From stress that elicits that sense of too much to do and too little time. As I suggested in another article, creating lists frees the mind to focus on other things while feeling assured that nothing will be forgotten. Making lists is also a journal technique. Besides list of things you need to do, the people you want to give gifts to… or the things you will do in the next few weeks to relax and enjoy the season, lists are good when your time for journaling feels limited.
During the holiday season, journal entries, in the form of letters to those who have died, gives you a place to mourn those you miss in the midst of all the celebrations. After my mother died, I wrote a letter to her in my journal every Saturday, the day when she would normally call me. Those journal letters eased some of the pain and stress of the loss.
Write in your journal about all you’ve accomplished this year and what you hope to accomplish next year, not so much in the way of goals (although you can do that too) but in the way of what your vision is for the coming year and who you want to be at the end of it.

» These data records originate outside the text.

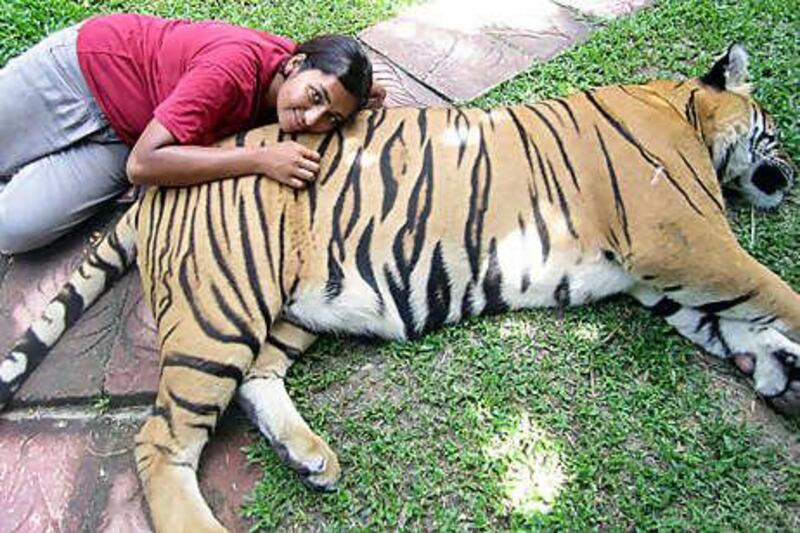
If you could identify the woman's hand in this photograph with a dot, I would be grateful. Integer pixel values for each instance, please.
(290, 163)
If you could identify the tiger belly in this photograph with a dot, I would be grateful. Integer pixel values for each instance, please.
(508, 280)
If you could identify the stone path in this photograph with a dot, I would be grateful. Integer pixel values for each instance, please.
(64, 465)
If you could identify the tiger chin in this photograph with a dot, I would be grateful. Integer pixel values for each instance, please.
(421, 217)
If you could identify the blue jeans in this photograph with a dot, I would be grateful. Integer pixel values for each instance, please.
(59, 157)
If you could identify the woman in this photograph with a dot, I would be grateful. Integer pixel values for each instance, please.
(131, 99)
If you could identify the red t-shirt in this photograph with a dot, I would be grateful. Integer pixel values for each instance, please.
(201, 80)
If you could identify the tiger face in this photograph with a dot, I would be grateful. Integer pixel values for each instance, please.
(741, 136)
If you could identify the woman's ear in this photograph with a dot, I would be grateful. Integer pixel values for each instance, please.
(292, 65)
(377, 94)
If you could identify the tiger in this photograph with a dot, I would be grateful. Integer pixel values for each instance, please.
(422, 217)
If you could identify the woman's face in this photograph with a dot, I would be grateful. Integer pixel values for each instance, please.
(312, 101)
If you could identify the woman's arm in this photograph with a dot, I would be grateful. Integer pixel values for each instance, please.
(158, 159)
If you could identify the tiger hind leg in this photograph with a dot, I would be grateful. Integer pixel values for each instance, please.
(264, 398)
(194, 390)
(770, 357)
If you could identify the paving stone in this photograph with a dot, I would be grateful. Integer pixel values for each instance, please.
(133, 368)
(39, 472)
(606, 8)
(126, 511)
(463, 48)
(226, 478)
(401, 89)
(74, 368)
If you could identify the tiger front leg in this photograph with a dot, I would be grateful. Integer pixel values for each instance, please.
(195, 388)
(759, 350)
(264, 397)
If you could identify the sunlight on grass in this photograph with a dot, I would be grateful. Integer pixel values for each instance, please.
(590, 332)
(535, 475)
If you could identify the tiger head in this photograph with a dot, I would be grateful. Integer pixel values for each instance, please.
(740, 135)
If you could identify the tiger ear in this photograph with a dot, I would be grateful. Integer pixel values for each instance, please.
(729, 73)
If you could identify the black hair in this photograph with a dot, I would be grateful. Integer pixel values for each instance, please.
(342, 57)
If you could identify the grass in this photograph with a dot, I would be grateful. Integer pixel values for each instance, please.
(600, 417)
(596, 418)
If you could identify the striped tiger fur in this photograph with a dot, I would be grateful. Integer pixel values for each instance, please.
(421, 217)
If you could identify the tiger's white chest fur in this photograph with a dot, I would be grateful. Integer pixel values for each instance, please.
(513, 274)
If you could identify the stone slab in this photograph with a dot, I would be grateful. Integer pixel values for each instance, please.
(606, 8)
(401, 89)
(463, 48)
(40, 464)
(226, 478)
(74, 368)
(133, 369)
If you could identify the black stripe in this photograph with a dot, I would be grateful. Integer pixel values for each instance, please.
(352, 183)
(374, 121)
(153, 226)
(541, 226)
(219, 198)
(200, 409)
(244, 337)
(544, 173)
(289, 351)
(619, 204)
(221, 260)
(714, 332)
(565, 104)
(493, 283)
(691, 111)
(417, 214)
(562, 202)
(401, 300)
(560, 144)
(159, 411)
(549, 107)
(282, 253)
(185, 196)
(480, 185)
(700, 183)
(387, 172)
(523, 138)
(650, 158)
(415, 225)
(561, 294)
(333, 285)
(204, 366)
(364, 262)
(337, 157)
(262, 221)
(438, 290)
(665, 307)
(422, 123)
(253, 272)
(724, 305)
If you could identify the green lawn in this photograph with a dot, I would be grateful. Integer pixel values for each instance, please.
(600, 417)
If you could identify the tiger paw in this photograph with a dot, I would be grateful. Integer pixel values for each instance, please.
(781, 380)
(312, 458)
(775, 373)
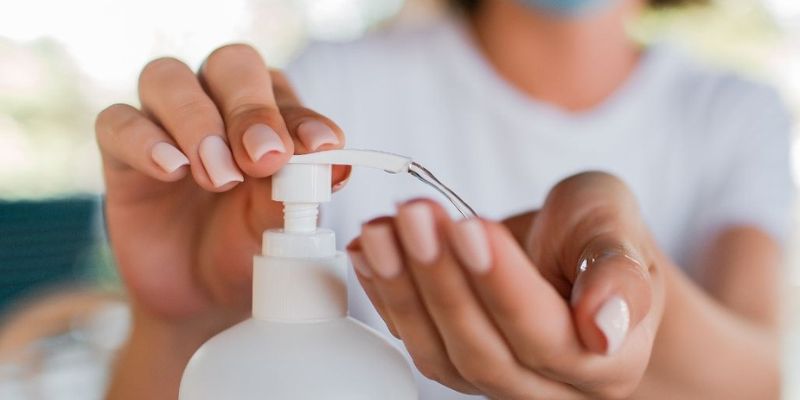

There are no rules. The lovely thing about a journal is that, like a dog, it will listen to whatever you have to say and will not judge you…not even if you write in it erratically.
The only thing to remember is to find a journal you like, that pleases you aesthetically. Find writing tools that make you happy as well, whether it is a fine-quality fountain pen, or fine-tipped markers, or gel pens. The point is to use tools that make the journal writing both inviting and enjoyable. And get creative and wild in it. Draw, paint, paste, emote, create.
Keeping a journal is a gift of time and discovery you give to yourself. It is a way of tuning out the noise of the season and quieting down enough to hear that inner voice, to hear your Muse.
Pssst! It also makes a great gift for other creatives in your life!